Online classes provide access to learning that is otherwise not accessible. High quality and flexible online courses provide students access who do not have other options. This includes students in locations where courses or teachers are limited or not available. But what about students who DO have access in their local brick and mortar school? These are often students who for one reason or another do not fit the brick and mortar schedule, whether it is working full or part time, taking care of a child or a family, inability to attend the school due to illness, traveling, or focus on such things as professional sports, music or dance. Online learning can provide courses for these students that will fit their busy schedules and help students to earn their diplomas despite other focuses in their lives.

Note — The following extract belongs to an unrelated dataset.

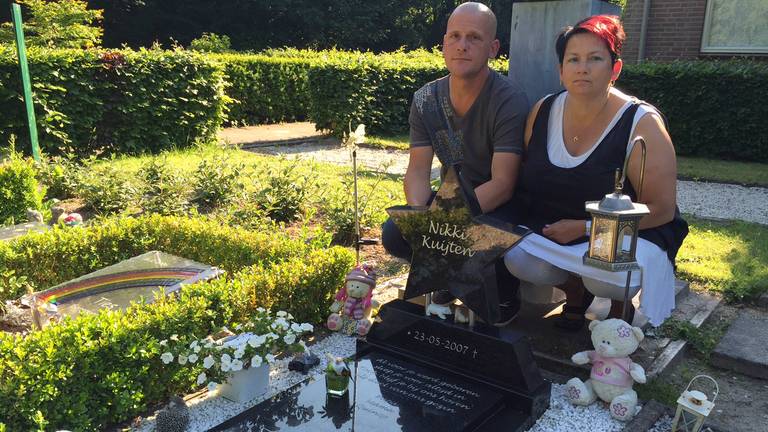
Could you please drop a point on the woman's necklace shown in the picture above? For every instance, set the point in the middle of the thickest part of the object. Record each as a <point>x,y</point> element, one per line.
<point>575,137</point>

Finally, many people and researchers argue that students who take online courses for credit recovery are not benefiting from the learning or they struggle greatly and drop out. However, as an educator and an online teacher, I will argue that this is most likely due to the lack of support and skill building that is needed for these students. In a brick and mortar classroom, a teacher would identify these missing skills and teach them to a student. I expect the same thing should happen online. A caring online instructor will build a connection with their students online and provide an online community that a student can feel supported and successful. This is what AK Grad aims to provide. We have the ability provide flexible courses to help students gain missing life skills, such as time management or goal setting so students can be successful online. Like any learning, the passion and desire to learn is part of the equation, but a caring and supportive instructor can make all the difference. We want and believe students can succeed and attain their High School Diploma on their own terms.